At the beginning of the month, we covered the history of U.N. Climate Change Conferences and the goals and expectations for COP26. Over the past two weeks, the world tuned in to see if international leaders and ambassadors could strike a deal. So what happened during one of the world's most important deliberations?
Going into the conference, parties aimed to:
COP26 concluded with mixed reviews. Scientists agree that the climate situation is dire and emissions must be cut to prevent catastrophic warming. Plus, they agree that moving away from fossil fuels and toward renewables is an impactful way to reduce greenhouse gas emissions. However, these conferences show that consensus on how to act is difficult to reach across so many stakeholders.
Positive Outcomes From COP26
COP26 spawned the Glasgow Climate Pact, the first-ever international climate deal to explicitly mention fossil fuels. The agreement included a consensus that immediate climate mitigation is imperative. In its early phases, the pact looked like it would meet many of the major COP26 goals. Not only did it include a commitment to phase out coal, but also pushed for more stringent emissions cuts and adaptation funding for developing countries. It outlined steps for meeting global emissions targets, including a commitment to cut methane (an intensely harmful greenhouse gas) by 30 percent by 2030.
Negotiators also completed the Paris "rulebook," a critical step that failed at COP24 and COP25. The completed rules set foundations for carbon markets and strengthened the transparency framework for emissions targets and accounting. Also under Paris, all countries must revisit (and "ratchet up") their 2030 emissions reduction pledges by the end of next year.
Other positive progress saw organizations around the world pledging billions to protect marginalized populations and climate-threatened countries. More than 100 countries committed to stop deforestation by 2030. On the surface, a lot of COP's initial goals were met.
Shortcomings of Conference Results
But some did not find the conference a universal success. With current climate commitments (if every country achieves its goal), the world is still on track for 2.4 degrees. Countries' pledges are voluntary, meaning they lack enforcement mechanisms, and as they stand, still aren't enough.
For example, a last-minute change shifted the phrase "phase out" coal to a commitment for phasing "down." China and India made this final tweak - they're the world's first- and third-largest polluters, respectively.
COP26 also highlighted the discrepancy between rich and poor nations. Many of those most impacted by climate change live in the "Global South" (countries including Africa, Latin America, Oceania, developing countries in Asia), but due to cost, COVID-19 vaccine requirements, and other issues, a lot of Global South representatives could not reach Glasgow.

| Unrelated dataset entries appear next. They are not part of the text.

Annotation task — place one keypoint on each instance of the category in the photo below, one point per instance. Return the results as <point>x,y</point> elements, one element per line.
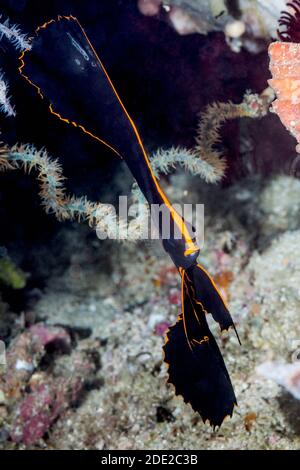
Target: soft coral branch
<point>5,104</point>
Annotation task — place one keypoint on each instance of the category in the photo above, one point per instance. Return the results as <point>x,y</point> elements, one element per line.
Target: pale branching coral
<point>5,104</point>
<point>14,35</point>
<point>208,131</point>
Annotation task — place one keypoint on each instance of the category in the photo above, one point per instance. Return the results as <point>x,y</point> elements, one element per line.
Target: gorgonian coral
<point>291,22</point>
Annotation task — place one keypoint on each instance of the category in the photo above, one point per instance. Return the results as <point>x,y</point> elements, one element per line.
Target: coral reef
<point>242,22</point>
<point>5,103</point>
<point>35,390</point>
<point>287,375</point>
<point>14,35</point>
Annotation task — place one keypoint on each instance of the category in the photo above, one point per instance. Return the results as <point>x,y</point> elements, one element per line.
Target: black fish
<point>66,70</point>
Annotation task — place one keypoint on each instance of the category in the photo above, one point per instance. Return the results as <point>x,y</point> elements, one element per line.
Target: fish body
<point>66,70</point>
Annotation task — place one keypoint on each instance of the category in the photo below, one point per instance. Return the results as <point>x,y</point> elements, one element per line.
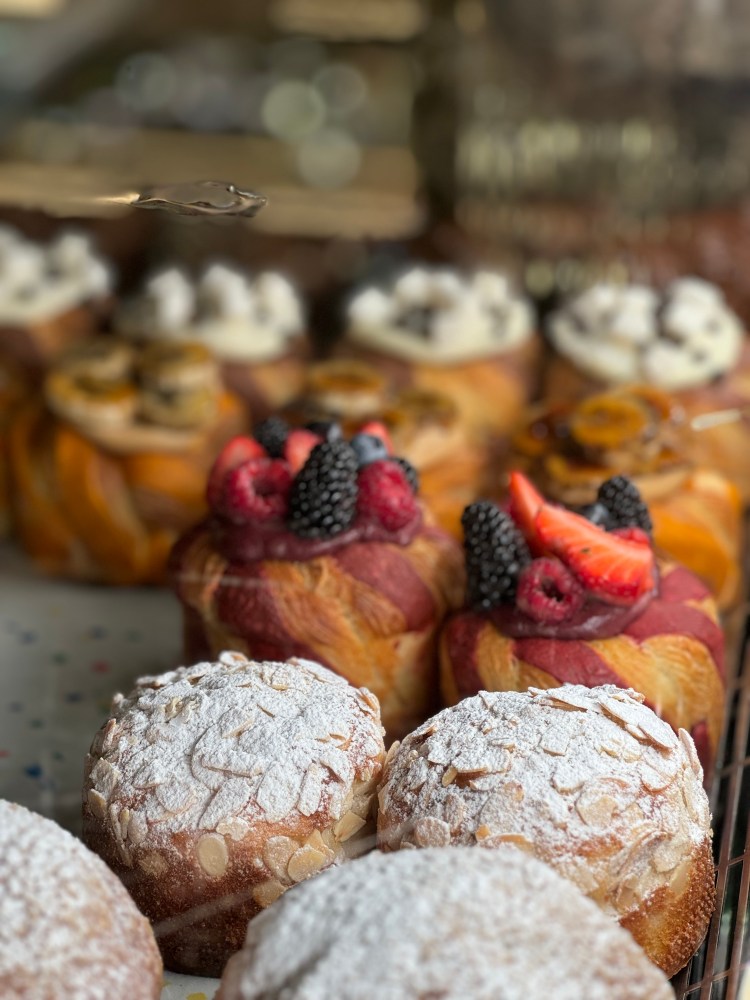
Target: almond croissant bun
<point>109,467</point>
<point>324,553</point>
<point>570,448</point>
<point>593,606</point>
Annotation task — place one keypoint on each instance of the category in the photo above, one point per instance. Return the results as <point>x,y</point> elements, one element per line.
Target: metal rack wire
<point>715,972</point>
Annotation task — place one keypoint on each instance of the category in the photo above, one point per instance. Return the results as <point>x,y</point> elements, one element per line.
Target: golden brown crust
<point>588,780</point>
<point>86,513</point>
<point>672,921</point>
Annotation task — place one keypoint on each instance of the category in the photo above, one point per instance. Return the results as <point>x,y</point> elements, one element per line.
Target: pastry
<point>553,598</point>
<point>321,548</point>
<point>67,926</point>
<point>684,340</point>
<point>424,426</point>
<point>254,326</point>
<point>452,924</point>
<point>109,467</point>
<point>569,448</point>
<point>469,338</point>
<point>589,781</point>
<point>214,788</point>
<point>51,296</point>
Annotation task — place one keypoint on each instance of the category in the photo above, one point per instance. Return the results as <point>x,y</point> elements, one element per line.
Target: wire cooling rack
<point>717,969</point>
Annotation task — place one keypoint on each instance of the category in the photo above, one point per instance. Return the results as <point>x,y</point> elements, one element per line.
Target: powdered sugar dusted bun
<point>589,780</point>
<point>440,923</point>
<point>214,788</point>
<point>67,926</point>
<point>677,340</point>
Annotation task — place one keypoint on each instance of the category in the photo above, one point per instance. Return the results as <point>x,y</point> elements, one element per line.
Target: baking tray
<point>66,649</point>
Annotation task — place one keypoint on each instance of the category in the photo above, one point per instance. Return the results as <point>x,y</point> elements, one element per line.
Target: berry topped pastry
<point>683,340</point>
<point>109,465</point>
<point>471,338</point>
<point>425,426</point>
<point>318,546</point>
<point>555,596</point>
<point>51,296</point>
<point>569,448</point>
<point>254,326</point>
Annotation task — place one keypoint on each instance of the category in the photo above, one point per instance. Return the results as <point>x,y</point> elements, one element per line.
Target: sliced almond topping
<point>276,854</point>
<point>449,776</point>
<point>305,862</point>
<point>687,741</point>
<point>347,826</point>
<point>213,855</point>
<point>267,892</point>
<point>97,803</point>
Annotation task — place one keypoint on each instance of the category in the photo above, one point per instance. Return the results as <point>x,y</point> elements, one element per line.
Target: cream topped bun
<point>441,317</point>
<point>678,339</point>
<point>39,282</point>
<point>238,317</point>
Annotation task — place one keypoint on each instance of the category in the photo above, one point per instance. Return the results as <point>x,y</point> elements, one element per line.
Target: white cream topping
<point>40,282</point>
<point>676,340</point>
<point>440,317</point>
<point>236,317</point>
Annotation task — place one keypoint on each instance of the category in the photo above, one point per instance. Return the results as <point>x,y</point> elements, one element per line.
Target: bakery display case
<point>373,487</point>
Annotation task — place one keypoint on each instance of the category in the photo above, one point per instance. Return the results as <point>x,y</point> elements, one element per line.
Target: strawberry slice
<point>525,504</point>
<point>378,429</point>
<point>615,569</point>
<point>234,453</point>
<point>297,448</point>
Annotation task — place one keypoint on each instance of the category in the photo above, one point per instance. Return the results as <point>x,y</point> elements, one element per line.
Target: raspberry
<point>627,509</point>
<point>548,591</point>
<point>272,434</point>
<point>385,495</point>
<point>255,491</point>
<point>298,446</point>
<point>234,453</point>
<point>323,498</point>
<point>495,554</point>
<point>412,476</point>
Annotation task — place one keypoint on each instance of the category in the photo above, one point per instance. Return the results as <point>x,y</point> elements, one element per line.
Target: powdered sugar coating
<point>440,923</point>
<point>587,779</point>
<point>229,745</point>
<point>67,925</point>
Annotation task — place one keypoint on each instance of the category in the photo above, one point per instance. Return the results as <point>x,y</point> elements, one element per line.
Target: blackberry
<point>369,448</point>
<point>496,552</point>
<point>410,472</point>
<point>621,498</point>
<point>323,498</point>
<point>272,434</point>
<point>598,514</point>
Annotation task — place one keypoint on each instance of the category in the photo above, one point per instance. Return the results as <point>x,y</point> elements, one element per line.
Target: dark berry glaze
<point>273,540</point>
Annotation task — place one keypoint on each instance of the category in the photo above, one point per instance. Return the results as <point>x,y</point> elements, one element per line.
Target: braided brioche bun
<point>67,925</point>
<point>440,923</point>
<point>214,788</point>
<point>588,780</point>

During 2009's COP in Copenhagen, developed nations pledged $100 billion each year to developing economies. This funding was set for delivery by 2020 and would assist with climate adaptation and clean energy transitions. In the past decade, however, very little financing was delivered. COP26 urged richer nations to back-pay the billions as soon as possible, but countries' situations are now more urgent. Vulnerable communities have less time to prepare, and funding regulations and enforcement mechanisms (if they even exist) may not get us where we want to go.
Overall, it is important and notable that leaders could gather to address the realities of climate change. While the outcome wasn't necessarily what we might hope, strides were made. And overall, climate action isn't just up to global delegates. It will come down to us, everyday people - holding leaders and polluters accountable, making change within our own states and communities, reforming markets, and establishing a green transition.